Marseille, comme la Grande-Bretagne, est proche de la mer, mais, alors que le Royaume-Uni en a toujours fait la source de sa puissance économique et de son développement, en particulier de son développement urbain (Londres est un port et le Commonwealth est à l’origine d’une très grande nombre multiplicité ethnique et culturelle du Royaume-Uni), Marseille a toujours eu des relations complexes et tendues avec la mer. C’est ainsi qu’alors que le port est intégré dans Londres, on a le sentiment que le port a toujours été tenu à distance de la ville. Quand le développement urbain intègre ce qui sera appelé le Vieux Port au sein de la ville, le port est repoussé à la Joliette, qui est au début à l’extérieur des limites de la ville, et, au fur et à mesure du développement de l’activité économique, le port sera sans cesse plus éloigné de la ville et de la vie urbaine.
C’est ensuite l’orientation de l’activité économique de la ville qui distingue l’histoire de Marseille et celle de la Grande-Bretagne. En effet, le colonialisme britannique est un colonialisme économique, laissant aux puissances faisant partie du Commonwealth leur identité politique mais les intégrant à un espace d’échange et de marché, ce qui est sans doute à l’origine du malentendu entre la Grande-Bretagne et l’Union européenne, car le Royaume-Uni souhaitait conserver une entière autonomie politique et ne pas se soumettre aux contraintes politiques de l’Union européenne, faisant de cette dernière un espace d’échanges et de marché comparable au Commonwealth, alors que l’Union européenne allait, au fur et à mesure de son histoire vers une intégration de plus en poussée des nations membres.
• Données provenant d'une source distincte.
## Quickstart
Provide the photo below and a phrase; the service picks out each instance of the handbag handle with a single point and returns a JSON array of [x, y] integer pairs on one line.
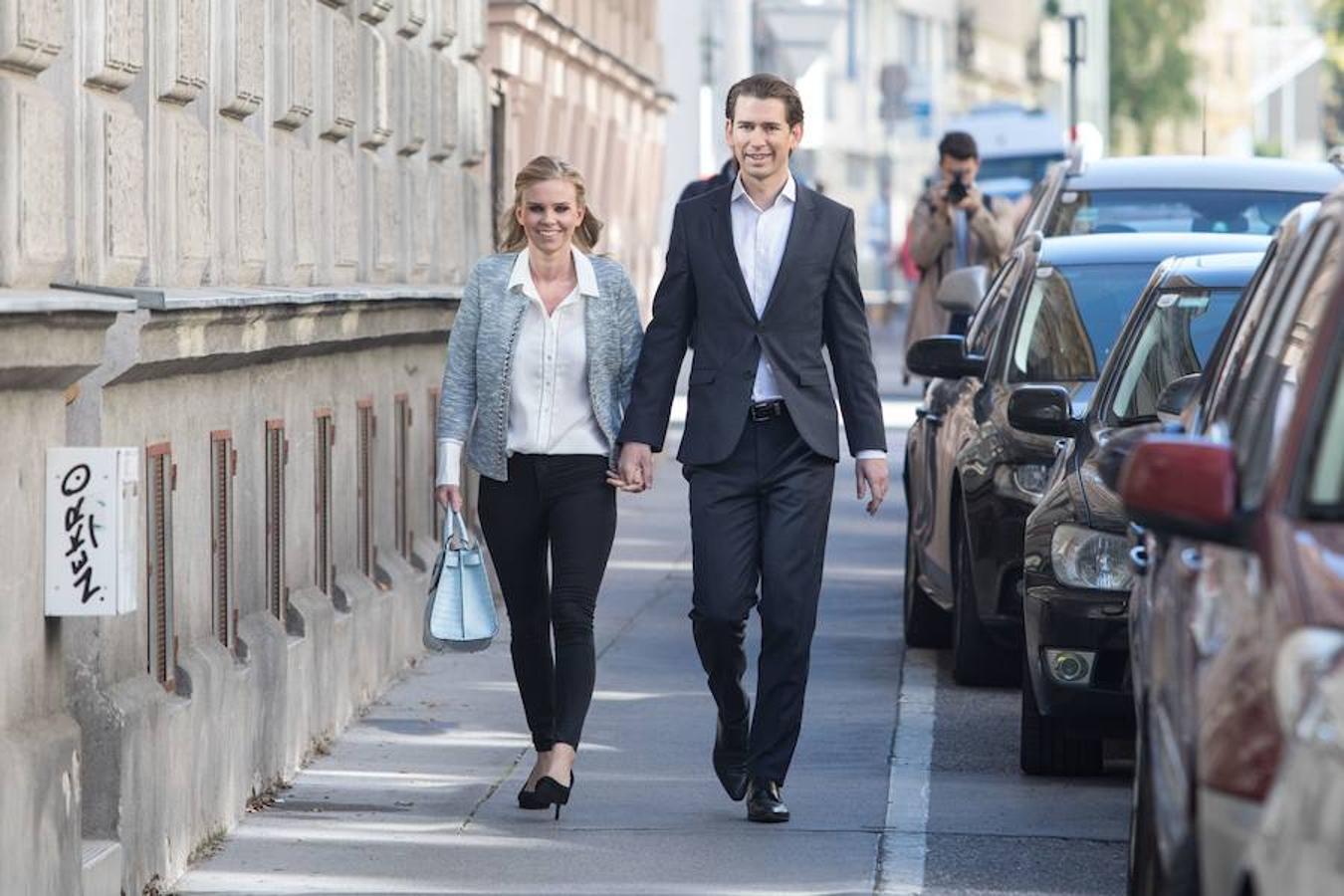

En revanche, le multiculturalisme caractérise la culture marseillaise, mais, dans le même temps, rend, sans doute, parfois problématiques la vie urbaine et le développement de la ville. C’est ainsi que c’est, sans doute, la venue à Marseille de toute une population issue de la décolonisation, ceux que l’on appelait les « pieds-noirs », puis le développement de l’immigration et de l’installation dans la ville d’habitants de cultures différentes, qui ont fait évoluer la vie urbaine marseillaise vers des situations critiques, qui se sont manifestées, par exemple, par la montée d’une forme de xénophobie, par la naissance de quartiers devenant des sortes de ghettos urbains et, sur le plan politique, par la radicalisation des antagonismes culturels.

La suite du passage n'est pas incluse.